Market valuation share (mc): The share of the clean sector in the total marginal value of innovation across sectors, defined as mc = Qcλc / (Qcλc + Qdλd). When mc > 1/2, the economy is in the clean-only innovation regime; when mc < 1/2, in the dirty-only regime; when mc = 1/2, simultaneous research is active. Because mc is a forward-looking, continuous variable, it captures investors’ collective expectation about future market conditions and directly determines the direction of technical change.
Self-fulfilling prophecy (in innovation): An equilibrium in which investors’ shared belief about the future direction of innovation is rational precisely because all investors, acting on that belief, make it come true. If all investors expect the dirty sector to remain large, they concentrate R&D there, the dirty sector grows, and the belief is confirmed. The same logic applies to clean beliefs. In the paper’s context, self-fulfilling prophecies extend to the speed of transition: even if firms agree the economy will eventually go clean, pessimistic beliefs about timing can rationally support periods of dirty innovation before the switch.
Delayed transition: An equilibrium path in which the economy ultimately converges to the clean steady state but investors temporarily concentrate R&D in the dirty sector before switching permanently to clean. The delay generates more stranded dirty assets (a higher terminal dirty technology stock Qd,∞) and higher short-run growth (via dirty-sector complementarities) relative to the fast-transition path. Multiple delayed paths may coexist, distinguished by the length of the dirty innovation period and the amount of accumulated dirty capital.
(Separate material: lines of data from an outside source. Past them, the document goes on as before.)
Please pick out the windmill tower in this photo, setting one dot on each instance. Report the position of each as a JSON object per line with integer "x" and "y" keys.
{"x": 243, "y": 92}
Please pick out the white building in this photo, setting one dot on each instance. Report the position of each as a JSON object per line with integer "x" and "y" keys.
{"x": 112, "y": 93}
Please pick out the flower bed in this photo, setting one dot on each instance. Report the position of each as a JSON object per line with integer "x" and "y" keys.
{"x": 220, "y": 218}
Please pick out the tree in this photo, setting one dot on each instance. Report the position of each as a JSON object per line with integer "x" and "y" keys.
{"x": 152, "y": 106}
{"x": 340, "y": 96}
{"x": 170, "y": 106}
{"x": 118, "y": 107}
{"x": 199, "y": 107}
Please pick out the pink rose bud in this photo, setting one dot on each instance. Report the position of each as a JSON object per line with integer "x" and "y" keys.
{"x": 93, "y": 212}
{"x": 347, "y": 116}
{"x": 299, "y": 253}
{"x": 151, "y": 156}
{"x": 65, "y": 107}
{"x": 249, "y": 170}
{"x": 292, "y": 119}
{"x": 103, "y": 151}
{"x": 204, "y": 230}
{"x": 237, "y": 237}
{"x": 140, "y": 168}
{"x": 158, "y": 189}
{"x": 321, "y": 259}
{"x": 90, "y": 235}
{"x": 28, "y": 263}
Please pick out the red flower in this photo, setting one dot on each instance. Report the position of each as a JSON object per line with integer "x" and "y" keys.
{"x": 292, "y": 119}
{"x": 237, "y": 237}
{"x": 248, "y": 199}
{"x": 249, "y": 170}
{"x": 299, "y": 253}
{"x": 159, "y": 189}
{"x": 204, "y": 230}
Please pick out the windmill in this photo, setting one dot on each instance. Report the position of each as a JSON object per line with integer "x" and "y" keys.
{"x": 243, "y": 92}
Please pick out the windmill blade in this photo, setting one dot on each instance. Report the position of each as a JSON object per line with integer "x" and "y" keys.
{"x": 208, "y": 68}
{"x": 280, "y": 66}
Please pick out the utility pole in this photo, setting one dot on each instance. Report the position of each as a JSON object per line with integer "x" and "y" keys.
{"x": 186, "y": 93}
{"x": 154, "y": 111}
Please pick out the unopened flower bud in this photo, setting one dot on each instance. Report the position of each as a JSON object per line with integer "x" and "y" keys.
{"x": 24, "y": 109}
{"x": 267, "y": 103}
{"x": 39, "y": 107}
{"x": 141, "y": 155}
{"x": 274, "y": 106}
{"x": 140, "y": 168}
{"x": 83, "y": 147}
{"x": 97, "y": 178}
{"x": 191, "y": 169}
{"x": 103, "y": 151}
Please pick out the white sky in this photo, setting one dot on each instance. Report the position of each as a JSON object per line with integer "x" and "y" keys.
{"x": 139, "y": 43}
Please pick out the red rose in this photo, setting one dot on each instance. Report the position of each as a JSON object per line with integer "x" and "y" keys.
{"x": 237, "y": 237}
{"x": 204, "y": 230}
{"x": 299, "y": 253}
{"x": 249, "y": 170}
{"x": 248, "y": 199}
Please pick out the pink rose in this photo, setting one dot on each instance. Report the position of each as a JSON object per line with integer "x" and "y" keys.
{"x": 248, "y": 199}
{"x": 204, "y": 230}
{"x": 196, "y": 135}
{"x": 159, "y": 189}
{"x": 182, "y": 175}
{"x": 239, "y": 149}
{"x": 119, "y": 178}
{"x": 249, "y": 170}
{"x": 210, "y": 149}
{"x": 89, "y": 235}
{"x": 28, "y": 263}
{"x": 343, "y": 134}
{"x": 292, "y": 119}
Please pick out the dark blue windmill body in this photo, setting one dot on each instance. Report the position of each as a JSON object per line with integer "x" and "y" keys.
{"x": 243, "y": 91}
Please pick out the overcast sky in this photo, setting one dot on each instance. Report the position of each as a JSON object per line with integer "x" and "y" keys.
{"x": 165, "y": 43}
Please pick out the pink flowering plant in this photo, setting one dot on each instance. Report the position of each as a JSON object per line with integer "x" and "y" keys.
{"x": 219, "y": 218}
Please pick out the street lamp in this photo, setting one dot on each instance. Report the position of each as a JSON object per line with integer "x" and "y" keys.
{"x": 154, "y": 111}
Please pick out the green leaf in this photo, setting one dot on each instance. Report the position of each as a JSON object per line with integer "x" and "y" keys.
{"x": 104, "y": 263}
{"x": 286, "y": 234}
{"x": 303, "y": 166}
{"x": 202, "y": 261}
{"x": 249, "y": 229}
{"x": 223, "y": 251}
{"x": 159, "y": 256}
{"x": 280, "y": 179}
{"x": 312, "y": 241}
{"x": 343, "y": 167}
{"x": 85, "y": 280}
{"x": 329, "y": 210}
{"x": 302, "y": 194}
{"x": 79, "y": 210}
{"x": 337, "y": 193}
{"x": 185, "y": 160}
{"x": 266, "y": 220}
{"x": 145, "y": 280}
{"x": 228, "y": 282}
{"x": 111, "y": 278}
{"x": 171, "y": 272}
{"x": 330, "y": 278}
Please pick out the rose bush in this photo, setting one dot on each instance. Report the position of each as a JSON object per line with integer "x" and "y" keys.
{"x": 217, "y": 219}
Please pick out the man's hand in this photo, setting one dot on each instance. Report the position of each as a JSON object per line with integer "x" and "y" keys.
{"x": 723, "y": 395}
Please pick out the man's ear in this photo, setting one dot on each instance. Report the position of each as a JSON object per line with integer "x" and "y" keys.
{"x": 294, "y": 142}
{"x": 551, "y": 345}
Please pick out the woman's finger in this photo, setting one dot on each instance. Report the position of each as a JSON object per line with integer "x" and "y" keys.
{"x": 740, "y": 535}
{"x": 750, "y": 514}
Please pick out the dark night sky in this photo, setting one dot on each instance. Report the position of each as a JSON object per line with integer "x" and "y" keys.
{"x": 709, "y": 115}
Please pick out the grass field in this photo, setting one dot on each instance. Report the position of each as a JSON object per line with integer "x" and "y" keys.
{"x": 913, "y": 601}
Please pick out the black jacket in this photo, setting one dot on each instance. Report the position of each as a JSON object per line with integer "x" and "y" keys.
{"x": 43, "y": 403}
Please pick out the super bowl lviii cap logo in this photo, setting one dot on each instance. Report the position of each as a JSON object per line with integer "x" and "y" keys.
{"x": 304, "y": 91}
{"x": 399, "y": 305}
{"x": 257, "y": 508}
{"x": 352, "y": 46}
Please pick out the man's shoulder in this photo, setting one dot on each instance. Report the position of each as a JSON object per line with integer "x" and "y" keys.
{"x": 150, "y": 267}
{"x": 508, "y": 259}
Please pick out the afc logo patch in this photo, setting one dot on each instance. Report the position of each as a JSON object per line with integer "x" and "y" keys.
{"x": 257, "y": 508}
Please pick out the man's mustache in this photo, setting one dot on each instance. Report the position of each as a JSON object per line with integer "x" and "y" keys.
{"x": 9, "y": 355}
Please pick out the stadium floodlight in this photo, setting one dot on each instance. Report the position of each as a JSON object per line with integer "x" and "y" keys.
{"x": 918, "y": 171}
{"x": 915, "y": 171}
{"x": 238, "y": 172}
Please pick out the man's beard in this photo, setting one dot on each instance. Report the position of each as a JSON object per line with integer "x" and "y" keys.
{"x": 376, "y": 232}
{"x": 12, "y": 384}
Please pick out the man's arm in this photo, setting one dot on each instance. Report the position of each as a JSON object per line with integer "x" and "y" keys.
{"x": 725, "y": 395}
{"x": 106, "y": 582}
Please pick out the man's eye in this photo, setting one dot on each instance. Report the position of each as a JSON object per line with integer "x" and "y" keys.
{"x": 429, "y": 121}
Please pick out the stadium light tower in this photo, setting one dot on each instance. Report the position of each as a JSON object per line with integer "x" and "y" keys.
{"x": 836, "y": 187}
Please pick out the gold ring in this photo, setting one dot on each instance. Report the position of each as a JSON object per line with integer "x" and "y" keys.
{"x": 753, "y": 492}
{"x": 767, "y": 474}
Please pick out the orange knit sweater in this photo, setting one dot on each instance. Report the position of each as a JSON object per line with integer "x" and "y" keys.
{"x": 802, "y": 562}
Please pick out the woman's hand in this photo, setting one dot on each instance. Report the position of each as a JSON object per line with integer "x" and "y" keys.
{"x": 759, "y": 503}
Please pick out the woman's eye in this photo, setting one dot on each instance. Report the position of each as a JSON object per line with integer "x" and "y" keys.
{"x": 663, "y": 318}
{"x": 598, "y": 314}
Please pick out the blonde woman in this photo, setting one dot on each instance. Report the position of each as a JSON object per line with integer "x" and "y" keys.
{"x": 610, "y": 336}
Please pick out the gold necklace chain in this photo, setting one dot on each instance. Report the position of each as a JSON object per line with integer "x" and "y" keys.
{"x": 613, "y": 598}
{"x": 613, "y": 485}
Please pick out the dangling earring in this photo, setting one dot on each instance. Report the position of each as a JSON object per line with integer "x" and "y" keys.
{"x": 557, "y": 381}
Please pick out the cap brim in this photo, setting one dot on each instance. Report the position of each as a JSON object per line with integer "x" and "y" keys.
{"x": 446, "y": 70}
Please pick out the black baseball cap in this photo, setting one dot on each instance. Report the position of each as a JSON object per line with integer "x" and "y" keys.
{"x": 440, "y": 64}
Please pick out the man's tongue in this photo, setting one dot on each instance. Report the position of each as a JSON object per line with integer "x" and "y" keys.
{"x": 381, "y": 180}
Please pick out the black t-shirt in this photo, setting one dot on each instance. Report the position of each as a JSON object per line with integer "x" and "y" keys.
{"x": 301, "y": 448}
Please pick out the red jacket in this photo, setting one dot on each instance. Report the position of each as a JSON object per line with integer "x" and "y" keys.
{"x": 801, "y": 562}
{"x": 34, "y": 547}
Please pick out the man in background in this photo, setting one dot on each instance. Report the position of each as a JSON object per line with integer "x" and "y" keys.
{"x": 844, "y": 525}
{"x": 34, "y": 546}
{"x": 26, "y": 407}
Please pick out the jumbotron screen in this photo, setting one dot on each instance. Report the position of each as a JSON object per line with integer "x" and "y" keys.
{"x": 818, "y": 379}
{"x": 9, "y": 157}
Coordination device: A policy instrument that directly controls the relative profitability of clean versus dirty innovation, thereby eliminating the undesired equilibrium paths without relying solely on price incentives. The paper identifies four classes: (1) minimum clean revenue guarantee, (2) emission cap (quantity-based), (3) dirty R&D tax or clean R&D subsidy, and (4) contingent super-Pigouvian carbon tax. All require government commitment for the duration of the multiple-equilibria region. A clean R&D subsidy is inferior because it distorts labor allocation toward innovation.
Stranded assets: In this paper, the dirty technology capital that becomes economically worthless in the clean steady state. The amount of stranding is determined by the dirty technology stock at the moment the economy permanently switches to clean innovation (Qd,∞). Different equilibrium paths — fast vs. delayed transitions — imply different terminal dirty stocks and hence different quantities of stranded assets. Excess stranding relative to the social optimum is a welfare cost of coordination failure.